A few years of this sensible regimen saw Helen become the wife of a captain of the __ militia, but left Miss Owen contemplating the more-than-possibility of spinsterhood, a fate she preferred to marrying merely for situation.

She began to feel the necessity of making her own way in the world, to lay up something to provide for her future. Her brother always urged her to delay taking this fatal step, for he enjoyed her company and he valued the comfort and domestic regularity she brought to his household, and so the matter was continually deferred.

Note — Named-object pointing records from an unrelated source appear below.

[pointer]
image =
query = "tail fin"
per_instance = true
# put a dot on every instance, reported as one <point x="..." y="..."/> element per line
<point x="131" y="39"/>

Miss Owen did not fail to think, and think often, upon the fate of unmarried women of limited income. She felt all the deficiencies of her education—for all her accomplishments, she required a better acquaintance with geography, mathematics and natural history to be a governess. Fortunately, the Reverend Bertram had left most of his library behind in Thornton Lacey. The collection took up three full walls in his little study, and this library served as the chief source of information and entertainment for both brother and sister. In the absence of other distractions in their isolated neighbourhood, Portia applied herself to improving her mind.

“Edmund is such a philistine,” remarked Richard one evening, as the pair sat comfortably before the fire with a pot of tea between them. “He has a terrible habit of marking up books — this volume of Gibbon is covered with his jottings.”